Other SMGs (IGF1R, ATAD2, ABI3BP, MSR1, ADAMTS9, ADAM19, KIF13B, DAB2, EIF4G3, GPR161, USP34, KCNK5, ACSS1, TGFBRAP1, RAB22A, XAB2, PEG10, IMPA1) have all been associated with other cancers: mutations in all of them except in RAB22A are reported in cSCC in the Catalogue Of Somatic Mutations In Cancer database (https://cancer.sanger.ac.uk/cosmic [accessed 7 January 2020]) (Tate et al., 2019). The remaining 12 SMGs (HEATR5B, KIF24, ANKRD17, AACS, MYEF2, GXYLT1, CCDC71, EPB41L2, GPS1, SLC44A3, INSIG2, and RPUSD2) have no known role in other cancers but are found mutated in cSCC in the Catalogue Of Somatic Mutations In Cancer database. The frequency of mutations in SMGs was independent of the immune status, suggesting that AKs in both groups have common drivers (Supplementary Table S15). The majority of mutational signatures present in the 44 SMGs were signature 32 (40%) and signature 7 (38%) (Figure 3c), implicating azathioprine and UV exposure as key environmental carcinogens.
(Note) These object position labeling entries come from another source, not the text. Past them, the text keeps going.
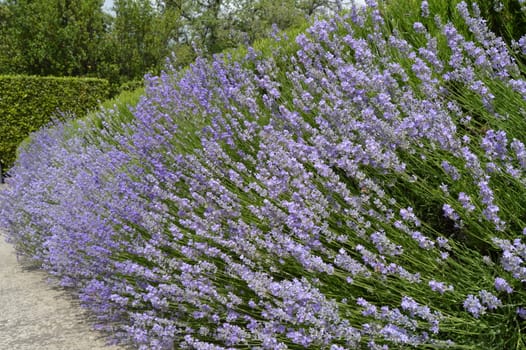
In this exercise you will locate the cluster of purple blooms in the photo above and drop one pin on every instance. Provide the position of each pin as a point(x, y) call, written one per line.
point(279, 202)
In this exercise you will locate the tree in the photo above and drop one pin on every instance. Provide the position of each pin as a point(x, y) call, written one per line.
point(60, 37)
point(142, 36)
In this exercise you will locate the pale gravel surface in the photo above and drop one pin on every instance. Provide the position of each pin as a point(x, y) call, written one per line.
point(35, 315)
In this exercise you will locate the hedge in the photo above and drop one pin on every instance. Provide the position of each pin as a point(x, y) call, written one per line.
point(29, 102)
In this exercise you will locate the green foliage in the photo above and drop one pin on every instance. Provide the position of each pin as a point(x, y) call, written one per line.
point(28, 103)
point(62, 38)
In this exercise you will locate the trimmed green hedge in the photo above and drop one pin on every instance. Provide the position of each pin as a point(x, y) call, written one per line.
point(29, 102)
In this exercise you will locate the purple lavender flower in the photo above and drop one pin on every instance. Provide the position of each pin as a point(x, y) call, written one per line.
point(473, 305)
point(502, 285)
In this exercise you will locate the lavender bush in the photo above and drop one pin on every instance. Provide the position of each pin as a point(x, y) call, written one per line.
point(361, 187)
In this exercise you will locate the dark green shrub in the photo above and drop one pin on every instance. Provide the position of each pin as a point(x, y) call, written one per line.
point(29, 102)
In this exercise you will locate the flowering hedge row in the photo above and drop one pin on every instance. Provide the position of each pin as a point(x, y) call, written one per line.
point(29, 102)
point(365, 191)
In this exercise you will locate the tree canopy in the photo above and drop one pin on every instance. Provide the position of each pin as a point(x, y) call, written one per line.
point(77, 38)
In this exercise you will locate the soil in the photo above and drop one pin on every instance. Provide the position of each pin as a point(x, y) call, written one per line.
point(37, 315)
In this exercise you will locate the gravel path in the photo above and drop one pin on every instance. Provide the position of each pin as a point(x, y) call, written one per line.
point(34, 315)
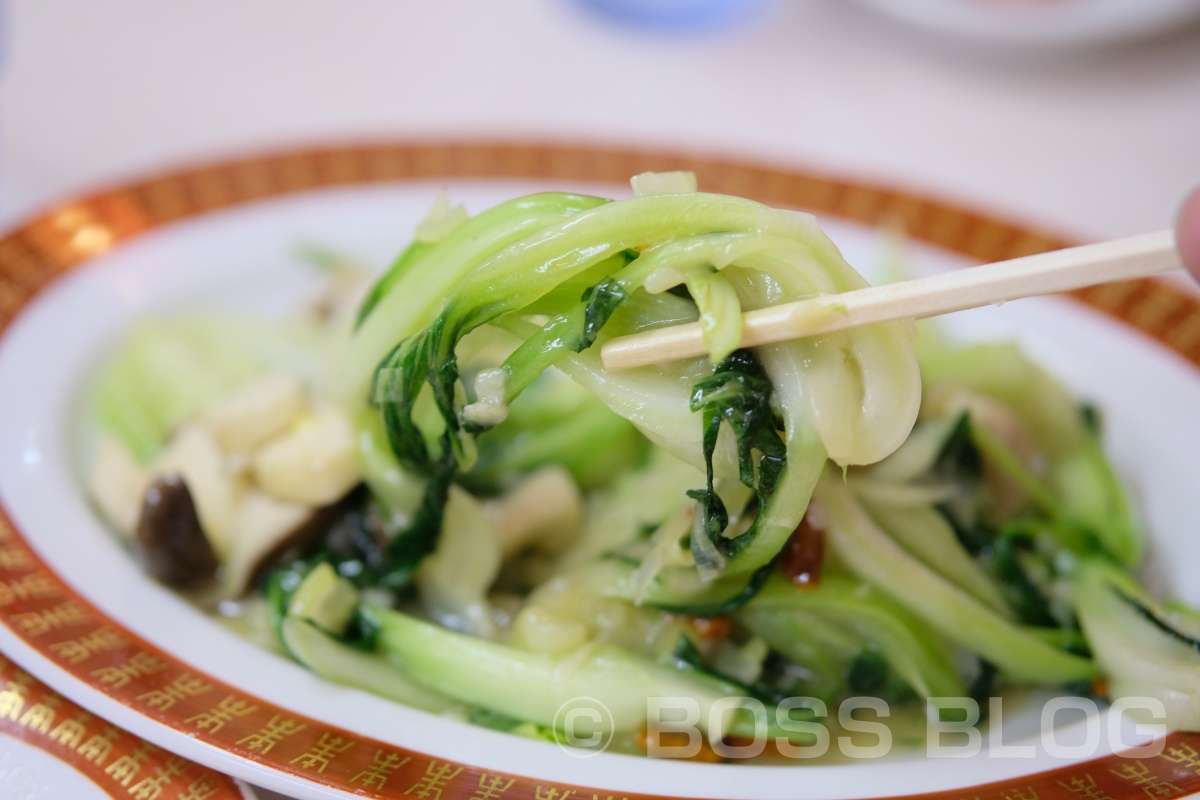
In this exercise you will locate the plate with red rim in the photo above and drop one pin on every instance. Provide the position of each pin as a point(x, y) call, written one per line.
point(76, 612)
point(51, 747)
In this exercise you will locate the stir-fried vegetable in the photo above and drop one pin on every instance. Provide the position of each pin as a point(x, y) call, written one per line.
point(816, 518)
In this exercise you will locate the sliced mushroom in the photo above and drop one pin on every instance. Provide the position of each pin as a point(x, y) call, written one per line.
point(193, 452)
point(316, 463)
point(117, 485)
point(261, 410)
point(268, 529)
point(168, 540)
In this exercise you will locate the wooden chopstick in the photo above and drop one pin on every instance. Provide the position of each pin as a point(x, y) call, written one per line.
point(939, 294)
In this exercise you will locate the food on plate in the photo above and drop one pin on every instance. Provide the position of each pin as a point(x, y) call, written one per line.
point(429, 487)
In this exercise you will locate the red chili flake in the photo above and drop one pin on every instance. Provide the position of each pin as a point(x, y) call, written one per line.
point(803, 555)
point(711, 627)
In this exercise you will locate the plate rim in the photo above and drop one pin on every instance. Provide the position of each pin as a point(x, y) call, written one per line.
point(73, 233)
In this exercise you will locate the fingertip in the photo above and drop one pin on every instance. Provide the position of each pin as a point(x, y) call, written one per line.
point(1187, 233)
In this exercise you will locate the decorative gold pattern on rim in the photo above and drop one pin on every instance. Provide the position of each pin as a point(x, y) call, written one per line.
point(55, 621)
point(118, 763)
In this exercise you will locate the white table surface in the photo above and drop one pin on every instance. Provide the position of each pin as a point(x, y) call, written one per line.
point(1095, 143)
point(1092, 143)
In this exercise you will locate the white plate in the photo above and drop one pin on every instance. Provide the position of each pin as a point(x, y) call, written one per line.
point(52, 749)
point(81, 617)
point(1042, 23)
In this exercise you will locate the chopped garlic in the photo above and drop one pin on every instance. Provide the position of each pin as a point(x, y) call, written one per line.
point(195, 455)
point(118, 485)
point(257, 413)
point(677, 182)
point(315, 463)
point(489, 408)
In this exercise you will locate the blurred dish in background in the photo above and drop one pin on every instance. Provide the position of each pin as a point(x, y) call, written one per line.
point(678, 14)
point(1042, 22)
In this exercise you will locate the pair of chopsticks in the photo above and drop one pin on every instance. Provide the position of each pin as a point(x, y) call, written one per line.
point(1060, 270)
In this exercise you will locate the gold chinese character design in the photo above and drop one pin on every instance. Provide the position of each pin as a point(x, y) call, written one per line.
point(382, 767)
point(126, 768)
point(271, 734)
point(139, 665)
point(225, 711)
point(1085, 787)
point(180, 689)
point(327, 747)
point(199, 789)
point(437, 776)
point(1183, 755)
point(99, 747)
point(29, 587)
point(79, 650)
point(491, 788)
point(1138, 774)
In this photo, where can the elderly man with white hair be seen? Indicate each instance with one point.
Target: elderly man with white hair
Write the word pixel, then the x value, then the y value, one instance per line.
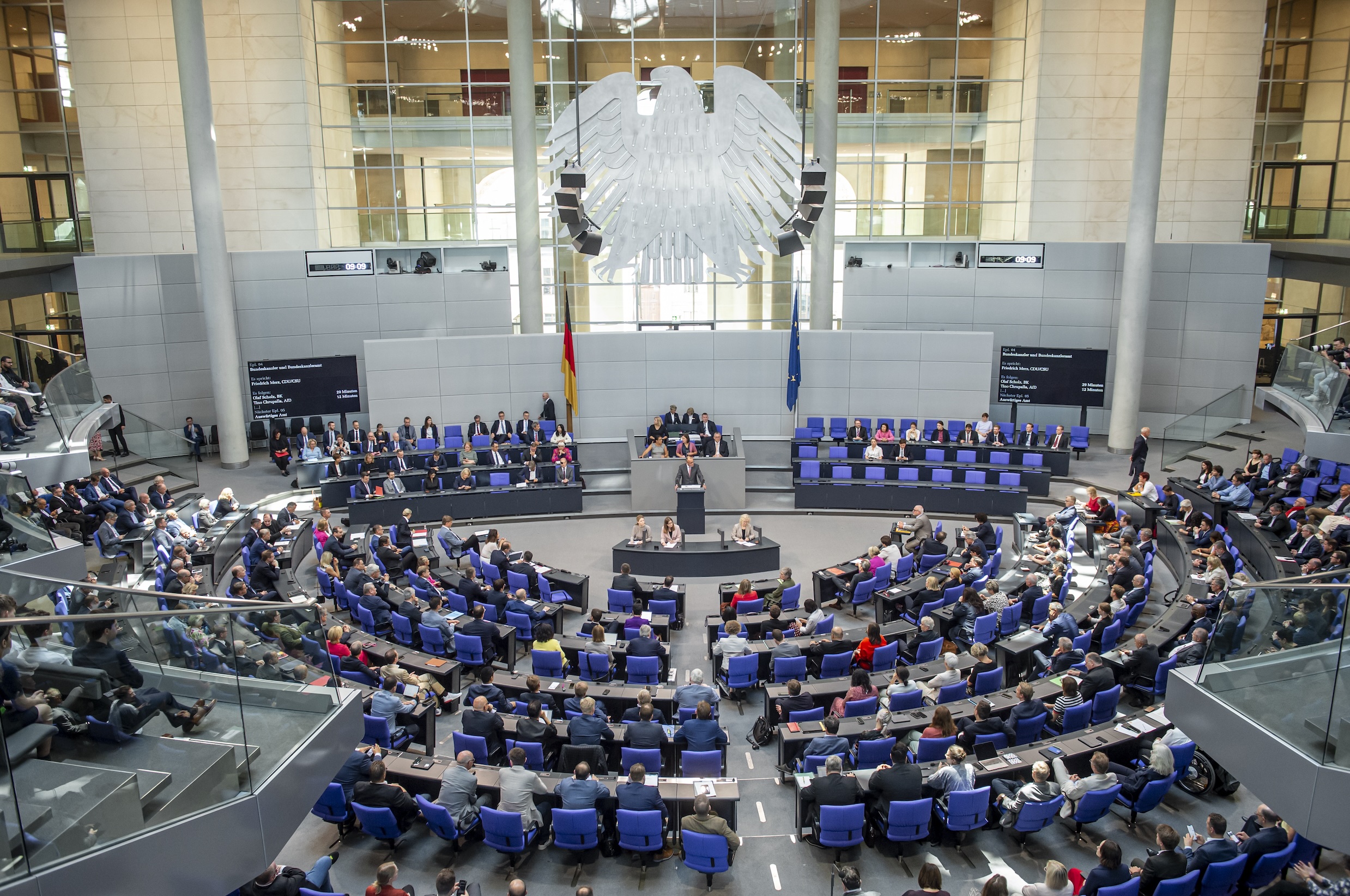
pixel 951 675
pixel 689 695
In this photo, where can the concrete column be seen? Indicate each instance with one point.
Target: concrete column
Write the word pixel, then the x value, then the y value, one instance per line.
pixel 218 289
pixel 1141 231
pixel 825 148
pixel 520 37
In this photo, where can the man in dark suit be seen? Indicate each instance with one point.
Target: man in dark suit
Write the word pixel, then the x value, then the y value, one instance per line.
pixel 624 580
pixel 794 702
pixel 832 789
pixel 689 474
pixel 193 434
pixel 378 794
pixel 1141 663
pixel 1139 455
pixel 524 426
pixel 644 735
pixel 1167 864
pixel 898 782
pixel 715 447
pixel 482 722
pixel 1097 679
pixel 364 488
pixel 636 797
pixel 486 632
pixel 501 428
pixel 1212 848
pixel 1269 838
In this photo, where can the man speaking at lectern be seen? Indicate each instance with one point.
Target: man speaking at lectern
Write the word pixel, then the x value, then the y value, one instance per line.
pixel 689 474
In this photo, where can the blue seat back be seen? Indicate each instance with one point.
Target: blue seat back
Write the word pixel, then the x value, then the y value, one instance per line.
pixel 574 829
pixel 807 716
pixel 865 706
pixel 471 742
pixel 835 665
pixel 873 753
pixel 701 763
pixel 1221 879
pixel 932 749
pixel 885 656
pixel 640 832
pixel 377 822
pixel 907 821
pixel 646 670
pixel 989 682
pixel 469 648
pixel 1183 886
pixel 967 810
pixel 1103 705
pixel 906 699
pixel 842 826
pixel 504 832
pixel 788 668
pixel 1095 804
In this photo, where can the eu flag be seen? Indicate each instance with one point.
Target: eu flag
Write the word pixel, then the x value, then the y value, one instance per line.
pixel 794 359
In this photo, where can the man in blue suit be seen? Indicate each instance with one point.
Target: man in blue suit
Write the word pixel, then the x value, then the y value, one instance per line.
pixel 1213 848
pixel 636 797
pixel 193 434
pixel 357 768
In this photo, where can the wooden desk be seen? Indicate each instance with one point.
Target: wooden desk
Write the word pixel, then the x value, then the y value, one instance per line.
pixel 678 792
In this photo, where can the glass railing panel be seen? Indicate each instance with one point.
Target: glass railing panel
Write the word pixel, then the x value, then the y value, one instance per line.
pixel 1207 423
pixel 214 707
pixel 164 447
pixel 1312 379
pixel 71 395
pixel 1286 674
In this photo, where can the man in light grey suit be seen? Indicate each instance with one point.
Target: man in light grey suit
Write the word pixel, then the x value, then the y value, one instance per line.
pixel 689 474
pixel 920 529
pixel 459 791
pixel 1075 787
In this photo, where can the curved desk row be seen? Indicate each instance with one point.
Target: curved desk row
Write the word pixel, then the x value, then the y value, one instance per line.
pixel 1037 480
pixel 850 494
pixel 470 505
pixel 1056 461
pixel 697 559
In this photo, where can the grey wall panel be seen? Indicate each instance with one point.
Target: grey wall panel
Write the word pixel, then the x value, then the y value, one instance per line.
pixel 1002 282
pixel 177 269
pixel 120 301
pixel 1198 290
pixel 264 266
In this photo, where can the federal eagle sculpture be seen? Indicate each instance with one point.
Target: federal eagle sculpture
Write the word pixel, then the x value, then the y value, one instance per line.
pixel 681 184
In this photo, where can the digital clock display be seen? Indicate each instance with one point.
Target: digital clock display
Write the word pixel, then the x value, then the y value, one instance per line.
pixel 1010 259
pixel 349 266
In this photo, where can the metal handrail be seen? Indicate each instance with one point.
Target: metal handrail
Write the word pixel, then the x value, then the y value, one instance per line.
pixel 1322 331
pixel 11 335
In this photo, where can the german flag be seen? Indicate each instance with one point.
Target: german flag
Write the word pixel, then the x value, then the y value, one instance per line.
pixel 569 356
IS and IC subgroup analysis using our SMG pipeline identified 23 SMGs (detected by both OncodriveFM and MutsigCV, P < 0.05 cutoff was implemented because of smaller sample sizes) in the IS group and 10 SMGs in the IC group (Supplementary Tables S16 and S17). OncodriveCLUST was unsuccessful for this analysis. TP53, NOTCH1, and NOTCH2 were the only SMGs common to IS, IC, and the combined cohort.
Comparison between AK and cSCC SMGs
We integrated somatic mutations and CNAs to produce a mutation OncoPrint for the 44 AK SMGs (Figure 3b) and compared this with the OncoPrint for the 22 cSCC SMGs from our previous series. TP53, NOTCH1, and NOTCH2 were the only shared SMGs, and 6 of the total 63 SMGs showed differed frequencies between AK and cSCC (Supplementary Table S18). CCDC71L (chi-square test, P = 0.004) and STRN (P = 0.014) were altered at higher frequency in AK, whereas LCLAT1 (P = 0.032), HERC6 (P = 0.029), MAP3K9 (P = 0.043), and TMEM51 (P = 0.048) were altered at a higher frequency in cSCC. When adjusted for multiple comparisons, none of the 63 SMGs were altered significantly between AK and cSCC.
We also compared AK SMGs with well-differentiated and moderately and/or poorly differentiated group-specific SMGs (Inman et al., 2018). There were no significant differences between SMGs in AK and those in well-differentiated cSCC, but 10 moderately and/or poorly differentiated cSCC SMGs were significantly more altered in cSCC than in AK (PRB1, TMEM51, LRP1, POLH, ACVR2A, RPLP1, ZZEF1, VWF, ICAM1, and HECTD4) (Supplementary Table S18). The mutation distribution along the protein domains was similar for AK and cSCC SMGs (Supplementary Figure S2), with the exception of the PIK3CA hotspot in AK, as described earlier.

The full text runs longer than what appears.